C.D. ('Lyn) Anglin


C.D. ('Lyn) Anglin


CIM Distinguished Lecturers

C.D. (‘Lyn) Anglin, Ph.D. Geology, and P.Geo., registered with Engineers and Geoscientists of British Columbia, is Principal Consultant with Anglin & Associates. ‘Lyn has more than 35 years of geoscience research and senior management experience in the minerals and mining sector. Her career has ranged from government to non-profit and the private sector, and she is now consulting. ‘Lyn was recruited by Imperial Metals in Sep 2014 to take on the role of Chief Scientific Officer to help lead their recovery and remediation response to the Mount Polley tailings spill. Before joining Imperial, she was President and CEO of Geoscience BC, an innovative, industry-led geoscience research organization based in Vancouver. She has extensive public communication and engagement experience, and prior to her senior management roles in industry and at GBC, she spent 20 years with the Federal government in research management and science policy.
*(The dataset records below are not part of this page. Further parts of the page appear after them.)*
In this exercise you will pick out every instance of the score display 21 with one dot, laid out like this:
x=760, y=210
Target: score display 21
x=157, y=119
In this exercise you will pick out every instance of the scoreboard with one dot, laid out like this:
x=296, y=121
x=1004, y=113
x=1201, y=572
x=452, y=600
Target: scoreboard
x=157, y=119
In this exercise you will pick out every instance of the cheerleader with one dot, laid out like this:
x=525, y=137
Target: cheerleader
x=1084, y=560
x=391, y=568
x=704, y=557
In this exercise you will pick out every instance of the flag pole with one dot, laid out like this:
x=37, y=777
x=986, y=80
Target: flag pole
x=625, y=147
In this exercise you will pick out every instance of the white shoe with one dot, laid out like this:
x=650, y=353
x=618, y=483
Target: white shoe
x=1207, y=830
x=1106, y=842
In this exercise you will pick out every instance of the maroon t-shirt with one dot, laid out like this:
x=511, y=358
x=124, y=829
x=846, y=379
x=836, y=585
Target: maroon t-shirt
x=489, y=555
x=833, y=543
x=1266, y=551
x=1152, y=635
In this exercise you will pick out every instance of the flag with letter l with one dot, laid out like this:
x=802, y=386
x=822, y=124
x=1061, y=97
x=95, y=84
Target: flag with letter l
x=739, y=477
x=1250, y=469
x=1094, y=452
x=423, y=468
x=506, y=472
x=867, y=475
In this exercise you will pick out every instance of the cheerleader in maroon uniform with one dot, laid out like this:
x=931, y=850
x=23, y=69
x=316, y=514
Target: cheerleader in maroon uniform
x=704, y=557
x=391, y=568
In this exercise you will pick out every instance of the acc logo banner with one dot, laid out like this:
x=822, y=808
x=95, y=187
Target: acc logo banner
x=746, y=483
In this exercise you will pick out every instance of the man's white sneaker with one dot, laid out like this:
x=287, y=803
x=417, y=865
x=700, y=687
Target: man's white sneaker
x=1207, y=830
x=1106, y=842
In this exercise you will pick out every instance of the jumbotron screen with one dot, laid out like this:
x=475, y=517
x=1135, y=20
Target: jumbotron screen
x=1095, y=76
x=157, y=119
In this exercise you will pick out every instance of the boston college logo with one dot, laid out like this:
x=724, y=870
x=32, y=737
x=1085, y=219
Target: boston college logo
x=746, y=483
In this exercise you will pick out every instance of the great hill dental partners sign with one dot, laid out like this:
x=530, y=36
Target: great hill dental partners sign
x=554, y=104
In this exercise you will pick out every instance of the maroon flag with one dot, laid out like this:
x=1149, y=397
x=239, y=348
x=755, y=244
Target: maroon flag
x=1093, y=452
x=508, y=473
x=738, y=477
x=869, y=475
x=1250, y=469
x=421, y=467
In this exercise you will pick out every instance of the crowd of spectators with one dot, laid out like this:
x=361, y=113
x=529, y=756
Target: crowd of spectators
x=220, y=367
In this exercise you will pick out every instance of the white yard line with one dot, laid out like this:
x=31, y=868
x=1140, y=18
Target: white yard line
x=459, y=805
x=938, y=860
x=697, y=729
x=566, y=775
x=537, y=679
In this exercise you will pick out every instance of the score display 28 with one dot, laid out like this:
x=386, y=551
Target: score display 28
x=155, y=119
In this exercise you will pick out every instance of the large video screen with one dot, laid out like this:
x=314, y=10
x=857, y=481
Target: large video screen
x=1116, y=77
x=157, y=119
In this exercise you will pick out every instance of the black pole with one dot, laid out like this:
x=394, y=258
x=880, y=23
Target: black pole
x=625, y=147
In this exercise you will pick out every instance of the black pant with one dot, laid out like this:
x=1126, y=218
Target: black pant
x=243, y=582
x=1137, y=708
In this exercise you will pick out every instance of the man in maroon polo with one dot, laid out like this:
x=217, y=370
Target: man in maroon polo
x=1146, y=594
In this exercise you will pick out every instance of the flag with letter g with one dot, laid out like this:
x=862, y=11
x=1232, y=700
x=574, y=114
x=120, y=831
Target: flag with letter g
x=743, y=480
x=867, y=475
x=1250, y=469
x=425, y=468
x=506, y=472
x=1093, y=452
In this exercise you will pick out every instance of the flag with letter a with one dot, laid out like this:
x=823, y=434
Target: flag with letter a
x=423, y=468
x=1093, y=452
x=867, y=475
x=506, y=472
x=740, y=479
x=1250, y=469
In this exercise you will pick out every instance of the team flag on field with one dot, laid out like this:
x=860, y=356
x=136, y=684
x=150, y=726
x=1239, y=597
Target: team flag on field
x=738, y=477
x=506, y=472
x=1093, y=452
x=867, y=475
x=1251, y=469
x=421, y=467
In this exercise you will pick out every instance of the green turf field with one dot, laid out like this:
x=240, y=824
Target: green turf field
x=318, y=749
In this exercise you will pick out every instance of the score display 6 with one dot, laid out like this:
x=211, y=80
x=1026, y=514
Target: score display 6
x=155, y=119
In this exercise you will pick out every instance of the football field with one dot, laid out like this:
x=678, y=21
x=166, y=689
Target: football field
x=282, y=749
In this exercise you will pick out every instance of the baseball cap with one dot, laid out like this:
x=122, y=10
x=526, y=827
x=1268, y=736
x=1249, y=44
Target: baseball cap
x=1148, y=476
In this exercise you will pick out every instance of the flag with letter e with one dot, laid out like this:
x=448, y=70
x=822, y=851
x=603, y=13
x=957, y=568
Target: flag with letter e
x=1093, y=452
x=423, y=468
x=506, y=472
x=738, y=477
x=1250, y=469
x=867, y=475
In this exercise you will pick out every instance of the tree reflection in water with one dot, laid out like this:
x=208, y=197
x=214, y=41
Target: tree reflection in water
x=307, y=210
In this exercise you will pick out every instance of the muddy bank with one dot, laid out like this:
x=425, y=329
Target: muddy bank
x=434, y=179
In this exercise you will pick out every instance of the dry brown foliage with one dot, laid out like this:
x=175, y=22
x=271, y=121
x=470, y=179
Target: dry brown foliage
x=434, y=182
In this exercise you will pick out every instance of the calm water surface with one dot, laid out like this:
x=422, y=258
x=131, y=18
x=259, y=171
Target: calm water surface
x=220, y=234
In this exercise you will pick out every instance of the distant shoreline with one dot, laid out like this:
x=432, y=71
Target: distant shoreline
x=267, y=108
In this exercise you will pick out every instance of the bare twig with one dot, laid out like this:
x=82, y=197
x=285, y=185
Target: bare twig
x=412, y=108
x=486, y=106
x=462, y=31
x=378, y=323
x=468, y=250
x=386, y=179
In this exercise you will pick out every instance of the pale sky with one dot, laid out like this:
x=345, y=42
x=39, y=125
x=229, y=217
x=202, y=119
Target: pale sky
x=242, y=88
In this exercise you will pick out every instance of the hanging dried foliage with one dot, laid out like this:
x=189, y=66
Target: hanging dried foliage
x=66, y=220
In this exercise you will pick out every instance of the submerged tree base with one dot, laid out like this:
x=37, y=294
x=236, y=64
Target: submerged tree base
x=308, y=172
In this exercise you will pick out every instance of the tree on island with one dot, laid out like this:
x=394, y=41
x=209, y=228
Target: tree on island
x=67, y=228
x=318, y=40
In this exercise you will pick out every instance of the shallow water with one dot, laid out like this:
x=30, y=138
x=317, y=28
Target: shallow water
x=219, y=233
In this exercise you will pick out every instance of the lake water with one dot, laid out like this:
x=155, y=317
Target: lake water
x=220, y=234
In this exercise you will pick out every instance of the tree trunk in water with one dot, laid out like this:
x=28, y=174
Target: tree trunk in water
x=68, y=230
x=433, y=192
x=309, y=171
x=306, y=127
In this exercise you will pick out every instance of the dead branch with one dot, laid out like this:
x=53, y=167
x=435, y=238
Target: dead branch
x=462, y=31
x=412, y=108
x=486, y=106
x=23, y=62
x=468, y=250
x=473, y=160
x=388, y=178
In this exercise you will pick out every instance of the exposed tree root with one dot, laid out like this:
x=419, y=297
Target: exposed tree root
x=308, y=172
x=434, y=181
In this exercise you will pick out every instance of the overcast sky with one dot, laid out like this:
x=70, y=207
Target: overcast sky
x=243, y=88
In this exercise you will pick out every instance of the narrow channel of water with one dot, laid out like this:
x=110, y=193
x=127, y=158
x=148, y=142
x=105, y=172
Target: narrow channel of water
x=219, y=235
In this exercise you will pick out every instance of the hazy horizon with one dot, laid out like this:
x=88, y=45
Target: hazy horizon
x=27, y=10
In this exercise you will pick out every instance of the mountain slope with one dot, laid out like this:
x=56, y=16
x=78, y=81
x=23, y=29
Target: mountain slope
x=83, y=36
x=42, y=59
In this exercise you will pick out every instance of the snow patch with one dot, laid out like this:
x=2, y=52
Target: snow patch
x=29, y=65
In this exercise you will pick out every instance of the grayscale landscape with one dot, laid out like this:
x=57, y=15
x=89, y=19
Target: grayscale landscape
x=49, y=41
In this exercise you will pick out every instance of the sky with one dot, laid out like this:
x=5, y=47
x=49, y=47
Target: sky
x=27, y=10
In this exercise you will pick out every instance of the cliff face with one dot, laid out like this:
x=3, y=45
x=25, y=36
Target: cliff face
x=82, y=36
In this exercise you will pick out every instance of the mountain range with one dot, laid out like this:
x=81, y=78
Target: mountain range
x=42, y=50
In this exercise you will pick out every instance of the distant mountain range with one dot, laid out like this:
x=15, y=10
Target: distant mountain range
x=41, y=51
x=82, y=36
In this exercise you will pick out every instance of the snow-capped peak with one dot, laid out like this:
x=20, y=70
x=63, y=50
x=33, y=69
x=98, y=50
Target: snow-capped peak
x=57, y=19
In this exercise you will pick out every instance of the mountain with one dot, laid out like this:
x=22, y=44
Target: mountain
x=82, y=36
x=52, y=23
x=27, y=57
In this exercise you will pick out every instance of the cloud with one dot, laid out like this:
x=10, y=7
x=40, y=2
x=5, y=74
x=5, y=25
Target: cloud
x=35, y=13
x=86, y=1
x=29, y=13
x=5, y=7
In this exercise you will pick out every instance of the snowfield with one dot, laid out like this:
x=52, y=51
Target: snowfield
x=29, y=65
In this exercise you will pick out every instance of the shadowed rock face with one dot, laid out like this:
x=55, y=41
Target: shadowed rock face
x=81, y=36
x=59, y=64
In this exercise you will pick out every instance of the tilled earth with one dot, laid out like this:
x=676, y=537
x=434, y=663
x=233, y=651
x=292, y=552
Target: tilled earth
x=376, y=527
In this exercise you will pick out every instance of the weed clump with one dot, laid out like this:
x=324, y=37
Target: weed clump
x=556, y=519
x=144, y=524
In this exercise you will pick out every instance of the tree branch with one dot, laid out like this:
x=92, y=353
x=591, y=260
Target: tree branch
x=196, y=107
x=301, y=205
Distinguished Lecturer 2020-21

The Mount Polley Tailings Spill: Response and Recovery – 6 Years Later

Lecture Abstract


Six years after a glaciolacustrine layer under the tailings dam at the Mount Polley Mine failed, and 25 million cubic metres of water, tailings and embankment materials spilled into the surrounding environment, significant progress has been made in remediating the spill impacts. The company has invested on the order of $70 million on clean-up and repair. Human health and environmental impact and risk assessments, monitoring studies, and extensive remediation of impacted areas have been completed. Risk assessments indicate human health risks from the spill are low, while environmental impacts are low to moderate, with impacts primarily related to the homogeneous grain-size and low-organic content of the spilled tailings. The remediation response has therefore been focused on physical aspects of the spill. Ongoing monitoring indicates that impacted ecosystems continue showing positive signs of recovery. Communications with stakeholders and First Nations were maintained through regular community meetings, community newsletters, and site tours with regulators, First Nations, community representatives, and members of the local public.